Demek ki 12 Eylül yönetimi tarafsızdı.
CHP, mal varlığını kaybedecek, 27 Mayıs'ın rövanşı alınacak, şartlar eşitlenmiş olacaktı. Makul görünüyor değil mi?
AP'lilerin niyeti başkaydı.
Nasılsa yeni partiler kurulur, eski liderlere yasak getirilir, kendilerine yol açılırdı.
Bildik Şark kurnazlığı..
Demirel farkındaydı durumun.
Ecevit'in çevresinde de aynı dolaplar dönüyordu. “Gemi batarken kaptan köşkünü ele geçirmeye çalışıyorlar” diye niteliyordu durumu Ecevit..
O günlerde bir grup AP'li Süleyman Demirel'i ziyaret etti.
Biri, “Efendim, bizim parti kapanırsa kapansın. CHP'den intikamımızı almış olduk. Eğer biz görevde kalsaydık CHP'ye dokunabilir miydik?” dedi.
Demirel çok sinirlenmişti.
Hemen ayağa kalkarak, “Görüşme bitmiştir” dedi.
“Budalalar! Bunlar daha bir şeyin farkında değil” diye fısıldadı.
Bu adamlar Demirel'i “Askeri yönetimi sertçe eleştirmeyin. Bizim partiyi kapatmayacaklar. Askerlerle diyalog içinde olmak lazım” diye etkilemeye çalıştılar.
Aynı adamlar askerlere de “Bütün partileri kapatmak, liderlerine siyasi yasak getirmek lazım” diyorlardı.
Demirel tavrını değiştirmedi.
Şöyle düşünüyordu:
“27 Mayısçılar Kurtuluş Savaşı'ndan gelmiş, Tek Parti'yi görmüş, çok partili sistemi yaşamış bir kadroyu budamıştı. Şimdi de 1960'lardan bu yana yetişen siyasi kadrolar budanacaktı. Bu ülkenin hayrına değil.”

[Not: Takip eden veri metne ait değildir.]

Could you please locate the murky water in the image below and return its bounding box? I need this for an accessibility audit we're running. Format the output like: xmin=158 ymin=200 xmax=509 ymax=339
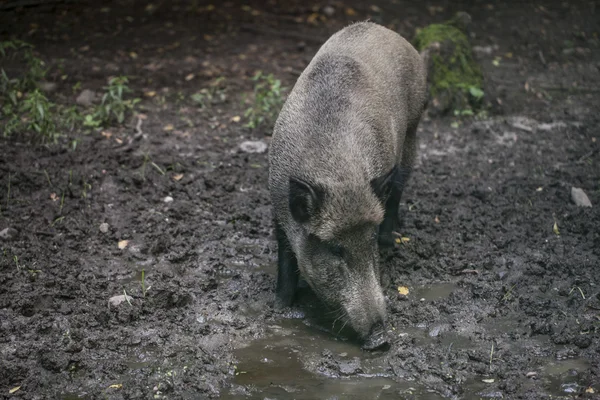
xmin=221 ymin=283 xmax=589 ymax=400
xmin=221 ymin=319 xmax=442 ymax=400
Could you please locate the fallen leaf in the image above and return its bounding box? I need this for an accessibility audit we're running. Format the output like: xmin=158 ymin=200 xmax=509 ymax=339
xmin=108 ymin=294 xmax=133 ymax=307
xmin=460 ymin=268 xmax=479 ymax=275
xmin=306 ymin=13 xmax=319 ymax=24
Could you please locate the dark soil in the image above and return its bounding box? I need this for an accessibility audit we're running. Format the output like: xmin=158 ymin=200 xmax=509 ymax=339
xmin=0 ymin=1 xmax=600 ymax=399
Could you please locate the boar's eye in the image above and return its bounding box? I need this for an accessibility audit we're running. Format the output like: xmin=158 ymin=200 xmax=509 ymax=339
xmin=329 ymin=244 xmax=346 ymax=258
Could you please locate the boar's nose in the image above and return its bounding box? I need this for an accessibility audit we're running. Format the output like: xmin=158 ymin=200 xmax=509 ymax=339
xmin=362 ymin=321 xmax=388 ymax=351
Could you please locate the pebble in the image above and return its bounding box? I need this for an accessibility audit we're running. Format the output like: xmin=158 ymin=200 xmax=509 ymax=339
xmin=40 ymin=82 xmax=58 ymax=93
xmin=323 ymin=6 xmax=335 ymax=17
xmin=100 ymin=222 xmax=108 ymax=233
xmin=75 ymin=89 xmax=96 ymax=107
xmin=108 ymin=294 xmax=133 ymax=307
xmin=571 ymin=187 xmax=592 ymax=207
xmin=240 ymin=140 xmax=267 ymax=153
xmin=0 ymin=228 xmax=17 ymax=241
xmin=340 ymin=358 xmax=361 ymax=375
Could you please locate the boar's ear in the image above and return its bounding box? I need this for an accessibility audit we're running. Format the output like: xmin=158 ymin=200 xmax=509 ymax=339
xmin=371 ymin=165 xmax=398 ymax=203
xmin=289 ymin=177 xmax=323 ymax=223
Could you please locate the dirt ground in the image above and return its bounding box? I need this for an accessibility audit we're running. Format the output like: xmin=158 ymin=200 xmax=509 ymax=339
xmin=0 ymin=0 xmax=600 ymax=399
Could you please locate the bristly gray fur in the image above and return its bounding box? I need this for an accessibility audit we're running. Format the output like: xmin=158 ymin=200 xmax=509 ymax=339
xmin=269 ymin=22 xmax=427 ymax=342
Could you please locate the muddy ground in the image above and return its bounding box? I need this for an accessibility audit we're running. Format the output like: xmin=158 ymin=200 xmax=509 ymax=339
xmin=0 ymin=0 xmax=600 ymax=399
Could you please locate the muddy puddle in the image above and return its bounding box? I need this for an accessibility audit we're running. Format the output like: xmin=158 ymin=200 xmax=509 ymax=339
xmin=220 ymin=283 xmax=590 ymax=400
xmin=221 ymin=319 xmax=442 ymax=400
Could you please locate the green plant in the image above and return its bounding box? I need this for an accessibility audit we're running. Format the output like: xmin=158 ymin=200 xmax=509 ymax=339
xmin=190 ymin=76 xmax=227 ymax=108
xmin=244 ymin=71 xmax=287 ymax=129
xmin=92 ymin=76 xmax=141 ymax=127
xmin=21 ymin=89 xmax=59 ymax=142
xmin=0 ymin=41 xmax=81 ymax=143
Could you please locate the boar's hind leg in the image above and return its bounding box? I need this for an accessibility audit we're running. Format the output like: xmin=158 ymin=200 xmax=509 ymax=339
xmin=379 ymin=124 xmax=417 ymax=247
xmin=275 ymin=223 xmax=299 ymax=306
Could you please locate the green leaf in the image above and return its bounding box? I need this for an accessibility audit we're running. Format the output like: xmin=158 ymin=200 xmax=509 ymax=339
xmin=469 ymin=86 xmax=484 ymax=100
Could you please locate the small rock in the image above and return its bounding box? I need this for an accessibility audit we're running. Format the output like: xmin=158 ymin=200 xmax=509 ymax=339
xmin=571 ymin=187 xmax=592 ymax=207
xmin=0 ymin=228 xmax=17 ymax=241
xmin=75 ymin=89 xmax=96 ymax=107
xmin=340 ymin=357 xmax=361 ymax=375
xmin=429 ymin=324 xmax=449 ymax=337
xmin=100 ymin=222 xmax=108 ymax=233
xmin=39 ymin=82 xmax=58 ymax=93
xmin=108 ymin=294 xmax=133 ymax=307
xmin=240 ymin=140 xmax=267 ymax=153
xmin=323 ymin=6 xmax=335 ymax=17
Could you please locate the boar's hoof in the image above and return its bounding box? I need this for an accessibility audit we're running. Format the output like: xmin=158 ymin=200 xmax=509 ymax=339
xmin=362 ymin=324 xmax=389 ymax=351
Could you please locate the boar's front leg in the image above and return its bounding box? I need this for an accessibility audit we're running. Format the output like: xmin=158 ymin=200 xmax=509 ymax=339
xmin=275 ymin=223 xmax=299 ymax=307
xmin=379 ymin=123 xmax=417 ymax=247
xmin=379 ymin=173 xmax=404 ymax=247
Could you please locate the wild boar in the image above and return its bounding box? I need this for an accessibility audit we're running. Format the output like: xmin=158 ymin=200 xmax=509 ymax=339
xmin=269 ymin=22 xmax=427 ymax=349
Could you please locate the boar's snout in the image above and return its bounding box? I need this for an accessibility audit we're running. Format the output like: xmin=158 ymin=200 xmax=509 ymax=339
xmin=362 ymin=321 xmax=388 ymax=350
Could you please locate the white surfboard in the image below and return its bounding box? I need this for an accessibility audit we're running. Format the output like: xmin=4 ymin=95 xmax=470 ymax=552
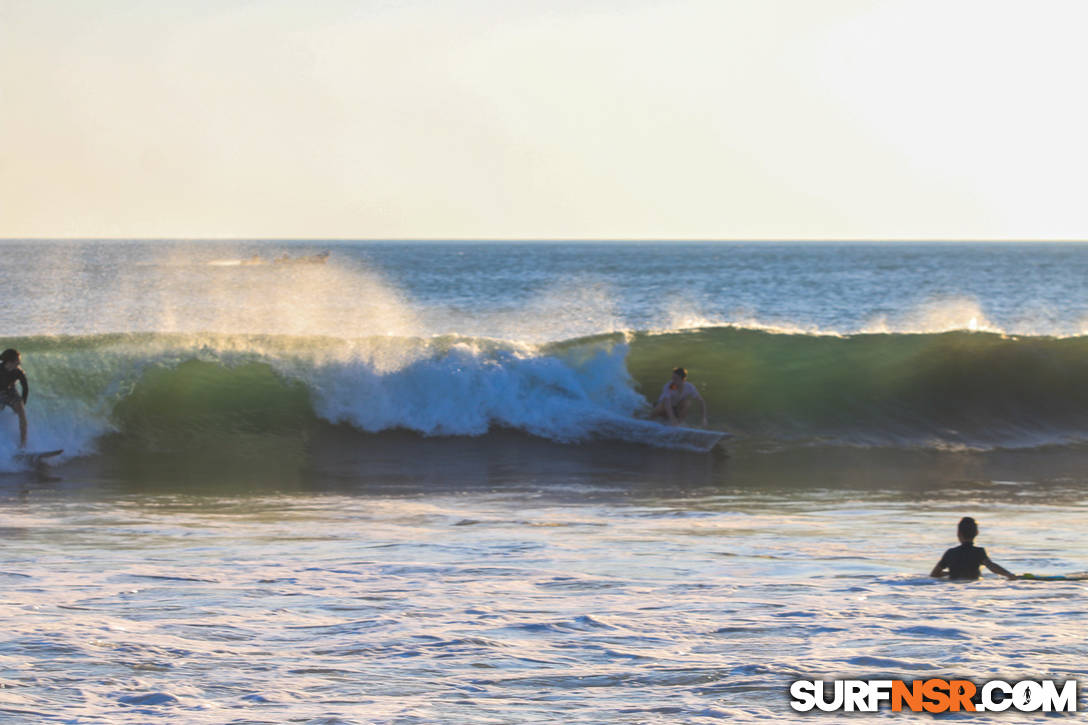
xmin=15 ymin=448 xmax=64 ymax=466
xmin=593 ymin=417 xmax=731 ymax=453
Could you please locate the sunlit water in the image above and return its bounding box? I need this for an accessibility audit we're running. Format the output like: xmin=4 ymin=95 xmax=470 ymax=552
xmin=0 ymin=243 xmax=1088 ymax=723
xmin=0 ymin=476 xmax=1088 ymax=723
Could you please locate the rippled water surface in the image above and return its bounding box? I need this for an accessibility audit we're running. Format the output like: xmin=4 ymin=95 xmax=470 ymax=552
xmin=0 ymin=481 xmax=1088 ymax=723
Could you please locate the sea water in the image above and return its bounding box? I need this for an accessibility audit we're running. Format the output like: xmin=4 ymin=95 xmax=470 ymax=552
xmin=0 ymin=242 xmax=1088 ymax=723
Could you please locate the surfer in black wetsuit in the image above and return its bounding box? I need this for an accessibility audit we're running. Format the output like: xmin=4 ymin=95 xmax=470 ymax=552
xmin=0 ymin=347 xmax=30 ymax=448
xmin=929 ymin=516 xmax=1016 ymax=579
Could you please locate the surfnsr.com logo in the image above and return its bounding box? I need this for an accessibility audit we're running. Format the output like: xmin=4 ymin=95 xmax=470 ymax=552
xmin=790 ymin=679 xmax=1077 ymax=713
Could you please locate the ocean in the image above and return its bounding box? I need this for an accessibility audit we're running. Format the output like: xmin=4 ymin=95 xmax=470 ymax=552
xmin=0 ymin=241 xmax=1088 ymax=723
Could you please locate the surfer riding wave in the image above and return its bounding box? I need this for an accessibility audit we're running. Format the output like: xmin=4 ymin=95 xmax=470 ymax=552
xmin=650 ymin=368 xmax=706 ymax=428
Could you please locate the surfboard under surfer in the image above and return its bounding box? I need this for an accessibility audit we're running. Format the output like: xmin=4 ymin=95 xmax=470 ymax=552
xmin=0 ymin=347 xmax=30 ymax=448
xmin=650 ymin=368 xmax=706 ymax=428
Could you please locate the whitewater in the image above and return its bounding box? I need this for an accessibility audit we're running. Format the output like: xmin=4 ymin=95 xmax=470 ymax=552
xmin=0 ymin=241 xmax=1088 ymax=723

“Budalalar” derken kastettiği buydu.
Şimdi CHP, AK Parti'nin kapatılması ve liderinin yasaklanmasından pay çıkarmak peşinde.
Baykal ne Demirel gibi davranabiliyor..
Ne de Ecevit gibi.
O Baykal.
Cumhurbaşkanına yetkiyi veren 12 Eylülcü'ler değil miydi?

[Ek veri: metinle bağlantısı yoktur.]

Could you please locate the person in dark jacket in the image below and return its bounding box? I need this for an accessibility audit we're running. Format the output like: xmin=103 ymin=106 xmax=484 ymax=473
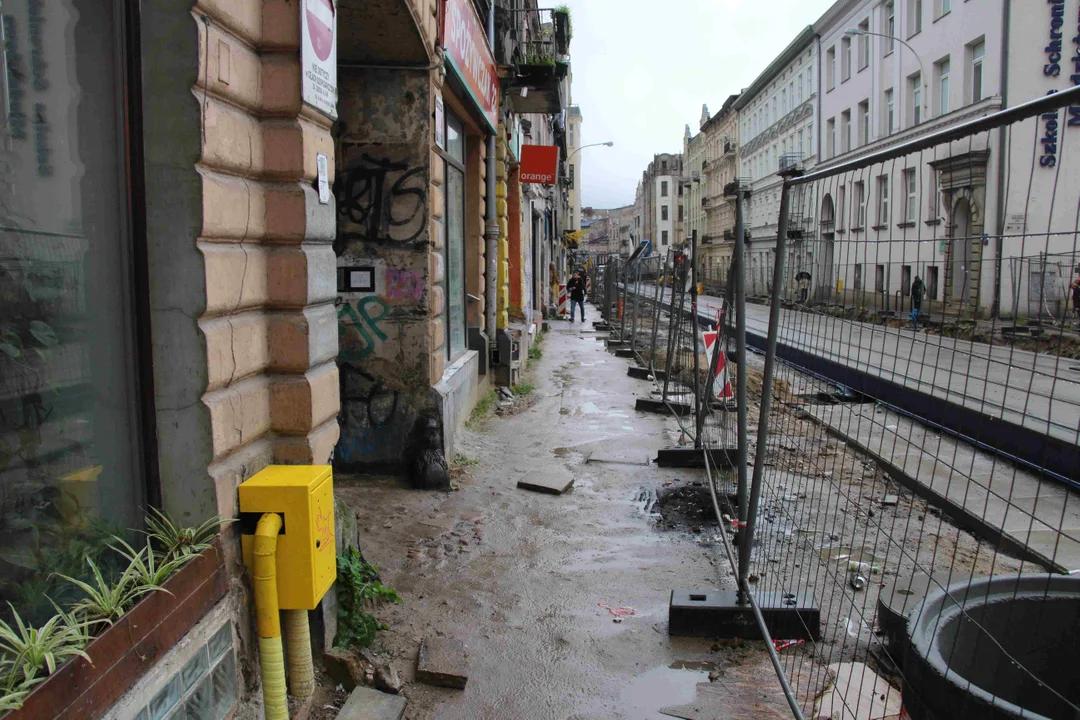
xmin=912 ymin=275 xmax=927 ymax=330
xmin=1069 ymin=266 xmax=1080 ymax=324
xmin=566 ymin=272 xmax=585 ymax=323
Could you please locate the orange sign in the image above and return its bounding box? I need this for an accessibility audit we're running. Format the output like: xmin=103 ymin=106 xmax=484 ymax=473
xmin=521 ymin=145 xmax=558 ymax=185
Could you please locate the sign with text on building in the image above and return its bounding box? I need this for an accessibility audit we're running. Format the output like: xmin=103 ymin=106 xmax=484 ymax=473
xmin=518 ymin=145 xmax=558 ymax=185
xmin=300 ymin=0 xmax=337 ymax=119
xmin=442 ymin=0 xmax=499 ymax=132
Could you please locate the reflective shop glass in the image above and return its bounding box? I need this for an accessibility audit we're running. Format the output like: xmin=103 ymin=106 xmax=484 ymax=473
xmin=0 ymin=0 xmax=145 ymax=622
xmin=445 ymin=113 xmax=467 ymax=362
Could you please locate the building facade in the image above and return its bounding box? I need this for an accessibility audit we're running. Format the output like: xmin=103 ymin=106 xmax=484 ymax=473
xmin=732 ymin=27 xmax=819 ymax=293
xmin=0 ymin=0 xmax=577 ymax=720
xmin=701 ymin=95 xmax=739 ymax=282
xmin=566 ymin=105 xmax=584 ymax=232
xmin=683 ymin=105 xmax=710 ymax=253
xmin=638 ymin=153 xmax=685 ymax=253
xmin=816 ymin=0 xmax=1010 ymax=308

Hukuk statik değildir. öyle olsaydı dünya değişmeden kalırdı. Hukuk da yaşayan bir organizma gibi. Etkilenir, kendi uyumunu gerçekleştirir. Hele de devlet, birey ve toplum ilişkilerini belirleyen anayasanın, yürütme, yasama ve yargı tarafından dengeli biçimde etkileşimine açık olması tabiidir. Bu yüzden Sabih Kanadoğlu'nun “Meclis Anayasa Mahkemesine üye seçsin” diyen Anayasa Mahkemesi Başkanı Haşim Kılıç'ı eleştirmesi sağlıklı değil.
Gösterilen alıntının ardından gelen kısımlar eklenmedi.